By Lesly McNitt
I grew up in a baseball family and Yogi Berra’s classic sayings were quoted in our household often. The Yogi-ism that keeps coming to mind lately is, “it’s deja vu all over again.” I’ll tell you why. When I first joined the National Corn Growers Association in 2017, I handled the trade portfolio. At the time, we were on the verge of losing the North American Free Trade Agreement, which had locked in Mexico and Canada as critical trading partners for the U.S. corn industry. NCGA helped lead the agriculture community, advocating that the Trump (45) administration and Congress secure and ratify a stronger replacement agreement, the U.S.-Mexico-Canada-Agreement, notably with bipartisan support.

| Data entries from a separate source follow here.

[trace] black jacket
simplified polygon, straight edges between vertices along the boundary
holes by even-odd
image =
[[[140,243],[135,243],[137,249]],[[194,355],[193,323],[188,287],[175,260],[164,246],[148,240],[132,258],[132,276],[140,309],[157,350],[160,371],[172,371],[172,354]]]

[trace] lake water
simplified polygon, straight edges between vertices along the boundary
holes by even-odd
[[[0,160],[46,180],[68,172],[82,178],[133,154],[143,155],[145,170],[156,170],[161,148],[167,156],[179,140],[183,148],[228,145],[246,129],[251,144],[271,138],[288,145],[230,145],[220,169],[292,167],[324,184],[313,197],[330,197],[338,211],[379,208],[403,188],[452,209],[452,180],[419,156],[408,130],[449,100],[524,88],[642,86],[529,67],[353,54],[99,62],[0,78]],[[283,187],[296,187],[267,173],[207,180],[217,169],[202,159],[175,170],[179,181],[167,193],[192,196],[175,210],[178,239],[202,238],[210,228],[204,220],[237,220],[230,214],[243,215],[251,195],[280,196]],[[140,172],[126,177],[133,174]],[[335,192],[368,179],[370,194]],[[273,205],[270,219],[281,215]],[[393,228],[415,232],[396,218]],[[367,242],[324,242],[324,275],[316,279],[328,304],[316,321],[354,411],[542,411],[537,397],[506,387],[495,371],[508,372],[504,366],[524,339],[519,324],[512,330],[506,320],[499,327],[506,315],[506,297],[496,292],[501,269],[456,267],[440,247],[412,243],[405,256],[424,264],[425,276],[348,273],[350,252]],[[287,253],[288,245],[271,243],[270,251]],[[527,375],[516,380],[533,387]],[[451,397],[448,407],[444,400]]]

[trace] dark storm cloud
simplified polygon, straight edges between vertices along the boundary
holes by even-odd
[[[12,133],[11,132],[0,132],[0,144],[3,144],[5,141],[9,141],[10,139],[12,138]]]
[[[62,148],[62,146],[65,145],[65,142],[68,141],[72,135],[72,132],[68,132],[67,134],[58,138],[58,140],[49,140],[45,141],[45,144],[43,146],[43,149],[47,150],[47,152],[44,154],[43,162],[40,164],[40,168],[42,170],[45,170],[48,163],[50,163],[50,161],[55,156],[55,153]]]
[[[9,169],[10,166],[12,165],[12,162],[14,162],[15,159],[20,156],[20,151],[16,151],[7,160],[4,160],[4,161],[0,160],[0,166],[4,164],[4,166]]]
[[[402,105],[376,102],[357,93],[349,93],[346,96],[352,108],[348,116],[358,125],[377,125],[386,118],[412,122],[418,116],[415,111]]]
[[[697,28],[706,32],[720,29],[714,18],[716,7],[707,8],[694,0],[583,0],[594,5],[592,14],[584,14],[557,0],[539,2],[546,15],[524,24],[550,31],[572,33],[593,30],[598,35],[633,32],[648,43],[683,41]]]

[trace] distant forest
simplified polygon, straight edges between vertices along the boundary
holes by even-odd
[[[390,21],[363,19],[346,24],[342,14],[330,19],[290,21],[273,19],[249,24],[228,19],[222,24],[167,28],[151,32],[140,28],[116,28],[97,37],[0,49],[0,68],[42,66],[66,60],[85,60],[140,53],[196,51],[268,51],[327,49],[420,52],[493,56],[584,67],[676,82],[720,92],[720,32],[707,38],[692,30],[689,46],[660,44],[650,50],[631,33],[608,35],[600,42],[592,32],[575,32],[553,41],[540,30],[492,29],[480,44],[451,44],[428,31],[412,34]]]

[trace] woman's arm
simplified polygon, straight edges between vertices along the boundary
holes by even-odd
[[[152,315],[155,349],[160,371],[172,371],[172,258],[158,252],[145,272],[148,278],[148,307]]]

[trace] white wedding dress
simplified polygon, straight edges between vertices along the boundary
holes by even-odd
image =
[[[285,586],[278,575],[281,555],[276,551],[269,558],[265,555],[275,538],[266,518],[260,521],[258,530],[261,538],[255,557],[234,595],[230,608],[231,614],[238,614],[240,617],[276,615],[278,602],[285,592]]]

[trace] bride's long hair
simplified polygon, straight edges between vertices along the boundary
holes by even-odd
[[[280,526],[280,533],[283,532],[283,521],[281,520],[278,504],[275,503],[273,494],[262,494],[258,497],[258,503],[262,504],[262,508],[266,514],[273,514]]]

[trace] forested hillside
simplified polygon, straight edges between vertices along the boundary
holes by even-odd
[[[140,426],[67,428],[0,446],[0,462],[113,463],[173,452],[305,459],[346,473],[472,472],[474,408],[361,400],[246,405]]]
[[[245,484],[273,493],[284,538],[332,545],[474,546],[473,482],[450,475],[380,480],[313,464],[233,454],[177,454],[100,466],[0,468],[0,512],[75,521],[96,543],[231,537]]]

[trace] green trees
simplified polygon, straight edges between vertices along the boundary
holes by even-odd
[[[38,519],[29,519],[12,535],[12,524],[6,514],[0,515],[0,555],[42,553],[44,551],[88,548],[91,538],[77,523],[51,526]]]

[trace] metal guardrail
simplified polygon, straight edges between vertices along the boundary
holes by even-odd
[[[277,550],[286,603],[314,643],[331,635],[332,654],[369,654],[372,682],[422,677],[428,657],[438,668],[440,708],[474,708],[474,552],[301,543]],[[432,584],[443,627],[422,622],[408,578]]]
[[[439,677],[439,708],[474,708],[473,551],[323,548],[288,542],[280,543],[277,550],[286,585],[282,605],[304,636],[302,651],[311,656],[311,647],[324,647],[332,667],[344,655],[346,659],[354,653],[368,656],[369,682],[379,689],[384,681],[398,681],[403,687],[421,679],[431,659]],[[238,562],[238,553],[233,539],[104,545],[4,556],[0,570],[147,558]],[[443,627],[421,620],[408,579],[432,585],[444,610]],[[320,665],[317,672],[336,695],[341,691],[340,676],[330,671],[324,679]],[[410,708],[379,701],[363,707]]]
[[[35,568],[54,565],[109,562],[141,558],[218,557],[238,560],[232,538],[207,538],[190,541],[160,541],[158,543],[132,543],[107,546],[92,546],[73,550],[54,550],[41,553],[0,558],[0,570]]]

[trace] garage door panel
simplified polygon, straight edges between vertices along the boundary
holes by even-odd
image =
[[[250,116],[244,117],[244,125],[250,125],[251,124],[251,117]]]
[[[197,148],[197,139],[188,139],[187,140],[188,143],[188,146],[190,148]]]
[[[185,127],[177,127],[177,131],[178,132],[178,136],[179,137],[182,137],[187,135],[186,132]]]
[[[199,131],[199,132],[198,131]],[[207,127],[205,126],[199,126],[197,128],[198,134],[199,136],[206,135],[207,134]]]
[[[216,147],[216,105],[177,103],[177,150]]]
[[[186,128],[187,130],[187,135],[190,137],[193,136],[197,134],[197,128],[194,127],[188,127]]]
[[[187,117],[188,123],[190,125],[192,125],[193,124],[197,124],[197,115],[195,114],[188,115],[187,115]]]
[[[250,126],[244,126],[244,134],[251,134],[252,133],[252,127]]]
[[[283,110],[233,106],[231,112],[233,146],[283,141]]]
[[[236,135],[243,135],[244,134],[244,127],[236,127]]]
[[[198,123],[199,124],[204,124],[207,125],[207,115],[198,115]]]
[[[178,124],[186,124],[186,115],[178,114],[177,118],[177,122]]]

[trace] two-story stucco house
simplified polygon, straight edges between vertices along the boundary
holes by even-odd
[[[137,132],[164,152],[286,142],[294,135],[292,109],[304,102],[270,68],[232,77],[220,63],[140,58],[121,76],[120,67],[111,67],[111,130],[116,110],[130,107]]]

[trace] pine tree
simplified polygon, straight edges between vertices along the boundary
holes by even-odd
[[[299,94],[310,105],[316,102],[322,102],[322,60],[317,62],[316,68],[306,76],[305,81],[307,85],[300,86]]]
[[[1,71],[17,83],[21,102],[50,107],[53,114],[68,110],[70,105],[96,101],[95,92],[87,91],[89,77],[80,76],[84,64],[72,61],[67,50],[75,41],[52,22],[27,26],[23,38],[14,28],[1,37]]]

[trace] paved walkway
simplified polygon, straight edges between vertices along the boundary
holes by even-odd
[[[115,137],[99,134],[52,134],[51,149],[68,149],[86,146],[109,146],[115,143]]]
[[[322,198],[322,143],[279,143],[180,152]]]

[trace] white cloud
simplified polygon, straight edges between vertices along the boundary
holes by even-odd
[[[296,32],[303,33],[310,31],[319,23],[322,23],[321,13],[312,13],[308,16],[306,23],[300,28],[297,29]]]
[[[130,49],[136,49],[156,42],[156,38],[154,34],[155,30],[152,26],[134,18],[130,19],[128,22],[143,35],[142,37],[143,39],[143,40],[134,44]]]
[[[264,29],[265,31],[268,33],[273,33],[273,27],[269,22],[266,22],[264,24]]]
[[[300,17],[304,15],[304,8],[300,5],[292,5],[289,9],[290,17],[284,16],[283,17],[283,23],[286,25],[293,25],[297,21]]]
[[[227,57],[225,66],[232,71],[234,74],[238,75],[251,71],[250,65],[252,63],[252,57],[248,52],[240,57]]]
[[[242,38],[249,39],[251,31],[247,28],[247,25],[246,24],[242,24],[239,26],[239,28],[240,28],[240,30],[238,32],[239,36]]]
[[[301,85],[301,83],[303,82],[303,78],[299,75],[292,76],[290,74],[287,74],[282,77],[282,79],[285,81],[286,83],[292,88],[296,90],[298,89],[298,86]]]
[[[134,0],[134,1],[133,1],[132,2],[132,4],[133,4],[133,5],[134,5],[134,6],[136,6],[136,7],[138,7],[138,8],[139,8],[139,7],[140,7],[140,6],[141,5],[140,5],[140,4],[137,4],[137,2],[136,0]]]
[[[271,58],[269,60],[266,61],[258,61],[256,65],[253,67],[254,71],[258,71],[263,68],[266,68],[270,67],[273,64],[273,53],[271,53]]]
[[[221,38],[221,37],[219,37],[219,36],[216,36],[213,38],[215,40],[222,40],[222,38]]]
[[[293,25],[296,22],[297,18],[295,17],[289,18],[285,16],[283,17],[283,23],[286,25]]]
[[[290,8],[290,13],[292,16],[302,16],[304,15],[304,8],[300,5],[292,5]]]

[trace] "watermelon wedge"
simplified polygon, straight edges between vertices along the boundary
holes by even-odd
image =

Agriculture had taken North American trade for granted once, and we vowed not to do it again. By all accounts, USMCA has been a vast improvement over the original NAFTA, while still delivering even more for agriculture. But I fear we are just waking up to the fact that USMCA is not guaranteed and a potentially big threat for farmers lingers just over the horizon. In this farm economy especially, Mexico and Canada are not markets that we can afford to lose.
NCGA is mobilizing the ag community to ensure this doesn’t happen, and we are going to need your help.
USMCA is Important to Growers
Passed in 2018 and signed in 2020, USMCA has significantly increased U.S. agricultural exports to Canada and Mexico, provided more certainty between the three nations and established a better mechanism for resolving trade disputes, like one that arose over genetically modified corn exports to Mexico. In fact, thanks to the agreement, Mexico is reliably the U.S.’s top corn export market, and Canada is the top purchaser of ethanol, and these opportunities continue to grow. When the USMCA was negotiated, Mexico accounted for about 25% of U.S. corn exports – in 2025 it was 40%.
The Threat
Yet, despite USMCA’s positive impact on the farm and U.S. global competitiveness, the president has cast doubts on his commitment to renewing the agreement. Without a speedy renewal, farmers are faced with uncertainty at a time when they greatly depend on the stability of the foundational markets of Mexico and Canada.